Researchers propose Sn-based materials as superior anodes for all-solid-state Li-ion batteries

A study published in the journal Joule introduces new anode materials for solid-state batteries (SSBs). The research was conducted by the Korea Electrotechnology Research Institute (KERI) in collaboration with Kumoh National Institute of Technology and Inha University.

SSBs have replaced the combustible liquid electrolyte that transfers ions between the anode and cathode with a solid electrolyte, significantly reducing the risk of fire or explosion. However, SSBs, due to their “solid” nature, require much advanced technology, such as ensuring electro-chemo-mechanical stability during the charging and discharging processes.

In particular, since the anode has a significant impact on the charging rate and lifespan of the battery, the choice of material is extremely important. Currently, Li-metal is the most extensively researched anode material for SSBs. However, in the case of Li-metal, repeated charging and discharging lead to dendrite growth, where lithium grows in tree-like structures on the surface. This phenomenon can result in internal short circuits, threatening the battery’s lifespan and stability.

Besides Li-metal, silicon anode materials are also available; however, they face several challenges, including low electronic and ionic conductivity, as well as cracks caused by volumetric expansion.

The anode materials proposed by KERI and the university team this time are tin(Sn)-based alloy materials, specifically FeSn₂. The research team identified through detailed mechanical property analysis that FeSn₂ exhibits a characteristic of particle size reduction due to recombination reactions during repeated charging and discharging.

This confirms that in SSBs, the contact between the internal solid particles is maintained for a long period of time, resulting in a dense and uniform electrode. Even in environments with external stimuli, FeSn₂ exhibits high elasticity and deformation energy, ensuring good electrochemical stability without cracking.

The research team developed a test SSB full cell to validate the technology, utilizing a FeSn₂ anode, NCM622 (nickel 6, cobalt 2, manganese 2 combination) cathode, and sulfide solid electrolytes (Li₆PS₅CI). As a result, an areal capacity of 15.54 mAh/cm² was achieved, which is five times higher than that of conventional lithium-ion batteries.

Additionally, high-rate charging and discharging were conducted for over 1,000 cycles under three-minute (20C current density) and six-minute (10C current density) conditions, achieving a capacity retention of over 70–80%.

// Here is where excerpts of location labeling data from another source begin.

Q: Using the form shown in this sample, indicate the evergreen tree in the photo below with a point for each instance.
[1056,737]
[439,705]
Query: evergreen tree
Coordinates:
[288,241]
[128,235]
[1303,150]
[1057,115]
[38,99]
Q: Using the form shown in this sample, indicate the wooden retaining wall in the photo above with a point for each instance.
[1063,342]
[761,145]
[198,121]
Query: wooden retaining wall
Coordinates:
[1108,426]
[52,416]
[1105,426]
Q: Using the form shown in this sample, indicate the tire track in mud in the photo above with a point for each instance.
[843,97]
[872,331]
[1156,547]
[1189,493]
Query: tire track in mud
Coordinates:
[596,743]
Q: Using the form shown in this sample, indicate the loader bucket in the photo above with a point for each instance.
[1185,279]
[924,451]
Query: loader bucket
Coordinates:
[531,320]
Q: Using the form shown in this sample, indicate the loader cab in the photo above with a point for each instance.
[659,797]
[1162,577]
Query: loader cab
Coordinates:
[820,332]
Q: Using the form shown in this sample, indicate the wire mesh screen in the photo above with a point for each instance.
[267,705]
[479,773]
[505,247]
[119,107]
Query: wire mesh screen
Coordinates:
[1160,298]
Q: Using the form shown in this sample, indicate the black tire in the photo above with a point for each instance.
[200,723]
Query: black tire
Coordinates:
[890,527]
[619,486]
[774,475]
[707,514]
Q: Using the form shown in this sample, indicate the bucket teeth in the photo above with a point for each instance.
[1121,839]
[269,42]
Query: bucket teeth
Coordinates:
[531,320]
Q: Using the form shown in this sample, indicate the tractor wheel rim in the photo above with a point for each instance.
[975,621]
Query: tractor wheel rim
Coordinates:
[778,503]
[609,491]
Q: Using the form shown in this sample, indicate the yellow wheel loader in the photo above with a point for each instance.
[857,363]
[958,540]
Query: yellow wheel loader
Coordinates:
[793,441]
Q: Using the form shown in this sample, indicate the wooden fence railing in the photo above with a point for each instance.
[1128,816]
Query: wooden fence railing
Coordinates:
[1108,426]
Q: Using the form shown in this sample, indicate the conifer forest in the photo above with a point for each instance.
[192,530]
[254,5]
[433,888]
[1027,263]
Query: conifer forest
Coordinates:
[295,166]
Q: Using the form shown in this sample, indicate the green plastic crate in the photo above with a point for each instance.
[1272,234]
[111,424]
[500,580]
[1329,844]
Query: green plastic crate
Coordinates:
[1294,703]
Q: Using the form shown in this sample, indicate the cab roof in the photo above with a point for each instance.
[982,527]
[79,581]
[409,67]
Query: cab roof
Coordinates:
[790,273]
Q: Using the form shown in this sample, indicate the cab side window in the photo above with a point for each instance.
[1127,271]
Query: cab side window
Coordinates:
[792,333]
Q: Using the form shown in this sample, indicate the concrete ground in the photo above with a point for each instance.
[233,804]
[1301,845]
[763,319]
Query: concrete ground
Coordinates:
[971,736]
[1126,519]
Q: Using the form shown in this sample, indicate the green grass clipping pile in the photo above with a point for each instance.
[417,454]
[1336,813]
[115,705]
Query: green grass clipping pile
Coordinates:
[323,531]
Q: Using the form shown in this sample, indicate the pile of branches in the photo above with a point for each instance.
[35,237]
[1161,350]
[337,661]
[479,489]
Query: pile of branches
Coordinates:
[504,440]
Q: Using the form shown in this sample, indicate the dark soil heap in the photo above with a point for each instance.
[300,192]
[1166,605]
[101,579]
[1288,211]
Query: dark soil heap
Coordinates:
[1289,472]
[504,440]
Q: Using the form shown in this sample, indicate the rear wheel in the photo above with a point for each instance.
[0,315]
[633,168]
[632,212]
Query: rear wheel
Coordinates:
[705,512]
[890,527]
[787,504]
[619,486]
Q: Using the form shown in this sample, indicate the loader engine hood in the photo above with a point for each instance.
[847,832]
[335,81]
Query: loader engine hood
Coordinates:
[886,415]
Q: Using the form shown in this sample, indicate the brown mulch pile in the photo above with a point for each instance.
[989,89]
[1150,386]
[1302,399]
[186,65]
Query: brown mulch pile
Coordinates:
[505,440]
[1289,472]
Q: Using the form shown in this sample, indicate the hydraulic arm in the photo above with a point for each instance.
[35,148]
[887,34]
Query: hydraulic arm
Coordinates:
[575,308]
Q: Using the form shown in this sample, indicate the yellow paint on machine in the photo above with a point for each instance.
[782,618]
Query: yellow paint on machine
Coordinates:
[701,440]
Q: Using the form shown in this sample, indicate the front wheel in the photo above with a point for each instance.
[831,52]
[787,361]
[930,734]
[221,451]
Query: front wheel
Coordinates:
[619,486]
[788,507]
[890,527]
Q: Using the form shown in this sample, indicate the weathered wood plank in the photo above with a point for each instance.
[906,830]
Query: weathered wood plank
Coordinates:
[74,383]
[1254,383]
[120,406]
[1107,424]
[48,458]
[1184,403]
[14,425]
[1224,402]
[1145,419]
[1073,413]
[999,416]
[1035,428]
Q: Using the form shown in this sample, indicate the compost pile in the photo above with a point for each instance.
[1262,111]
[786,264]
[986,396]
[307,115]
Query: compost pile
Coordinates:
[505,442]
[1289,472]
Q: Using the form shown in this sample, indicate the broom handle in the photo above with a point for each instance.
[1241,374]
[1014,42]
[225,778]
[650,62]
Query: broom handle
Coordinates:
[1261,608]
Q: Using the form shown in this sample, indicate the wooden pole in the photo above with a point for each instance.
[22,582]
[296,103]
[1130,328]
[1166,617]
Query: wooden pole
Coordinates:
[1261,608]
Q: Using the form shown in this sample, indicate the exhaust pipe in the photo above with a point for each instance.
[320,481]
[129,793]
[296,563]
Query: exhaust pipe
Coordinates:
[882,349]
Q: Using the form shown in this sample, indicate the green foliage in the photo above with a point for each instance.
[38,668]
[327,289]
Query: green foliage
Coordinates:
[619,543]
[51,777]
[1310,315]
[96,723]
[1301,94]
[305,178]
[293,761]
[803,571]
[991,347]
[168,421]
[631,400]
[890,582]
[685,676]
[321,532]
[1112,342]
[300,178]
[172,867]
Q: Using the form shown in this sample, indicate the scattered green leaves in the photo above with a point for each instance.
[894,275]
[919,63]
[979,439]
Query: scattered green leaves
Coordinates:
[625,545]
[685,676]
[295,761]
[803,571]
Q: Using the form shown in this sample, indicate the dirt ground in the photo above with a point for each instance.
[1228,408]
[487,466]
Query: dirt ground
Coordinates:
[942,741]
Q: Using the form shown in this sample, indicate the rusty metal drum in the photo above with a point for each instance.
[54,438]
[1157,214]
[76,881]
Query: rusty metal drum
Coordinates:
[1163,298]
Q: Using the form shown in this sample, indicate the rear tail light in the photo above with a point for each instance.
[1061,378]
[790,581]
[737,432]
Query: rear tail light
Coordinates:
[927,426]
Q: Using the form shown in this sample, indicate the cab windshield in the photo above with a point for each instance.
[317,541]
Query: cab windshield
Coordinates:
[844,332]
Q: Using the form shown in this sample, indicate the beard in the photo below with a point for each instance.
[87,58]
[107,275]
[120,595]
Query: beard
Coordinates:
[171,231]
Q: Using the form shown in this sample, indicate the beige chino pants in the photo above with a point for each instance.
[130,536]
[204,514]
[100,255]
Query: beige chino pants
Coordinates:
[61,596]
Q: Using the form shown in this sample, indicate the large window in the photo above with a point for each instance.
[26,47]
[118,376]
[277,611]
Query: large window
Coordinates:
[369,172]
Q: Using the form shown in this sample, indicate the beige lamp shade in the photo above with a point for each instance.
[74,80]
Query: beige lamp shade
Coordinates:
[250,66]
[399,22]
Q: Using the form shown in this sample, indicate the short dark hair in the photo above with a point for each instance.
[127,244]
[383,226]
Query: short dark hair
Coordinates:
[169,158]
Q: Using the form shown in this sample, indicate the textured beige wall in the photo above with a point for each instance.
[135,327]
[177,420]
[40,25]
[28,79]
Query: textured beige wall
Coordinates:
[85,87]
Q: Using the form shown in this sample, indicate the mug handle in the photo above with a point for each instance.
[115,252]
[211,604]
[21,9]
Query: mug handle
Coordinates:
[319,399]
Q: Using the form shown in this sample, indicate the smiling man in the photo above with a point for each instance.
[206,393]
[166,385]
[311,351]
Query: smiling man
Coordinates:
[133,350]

In addition, the research team evaluated the performance of the FeSn₂ anode in SSBs by applying it to a prototype pouch cell format. A high energy density of over 255 Wh/kg was recorded, demonstrating its commercial potential.

Yoon-Cheol Ha, Director of the Next Generation Battery Research Center at KERI, stated, “Our achievement is significant as it breaks away from the conventional focus on Li-metal and silicon in the research of anode materials for SSBs, demonstrating the great potential of tin-based alloy anode materials.”

Additionally, Professor Cheol-Min Park of Kumoh National Institute of Technology expressed his ambition, stating, “Through the development of stable high-performance anode materials that surpass existing limitations, we aim to contribute to the commercialization of non-flammable SSBs.”